L’enfer du Nord Winter Cap by Red Dots Cycling.
Derivation of the name, as described by Whitstable Printworks:
”First run in 1896, Paris-Roubaix was initially conceived as a “leg loosener” for Bordeaux-Paris that, at the time, was considered the most important spring time race. Despite being half the distance of this race, Paris-Roubaix soon became an entity in itself on account of its sheer brutality. It quickly gained a diabolical reputation on account of the route traversing unpaved forest roads and cobblestone tracks that were often made all the worse due to the rain and wind that would batter the peloton as it swept in from the North Sea.

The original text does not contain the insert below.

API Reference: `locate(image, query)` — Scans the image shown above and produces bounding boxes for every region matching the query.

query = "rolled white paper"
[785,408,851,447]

Now well established, it wasn’t until an enforced four year hiatus due to the First World War, which the race gained its most notorious and descriptive nickname “L’Enfer du Nord”. In 1919, six months after the Armistice, the race began its twentieth edition and followed the line of the Western Front. Passing through towns and countryside ravaged by war and death and entombed under grey, sombre skies one journalist penned the race as being in “the Hell of the North” and the nickname stuck ever since.
Today, years after the passing of the First World War, the peloton still has to combat much of the same terrain as it struggles across the infamous pave of northern France. Despite time easing the travesty of war there remains a spectre over this race that adds to its drama and cements its claim as the most important and toughest one day race on the calendar.”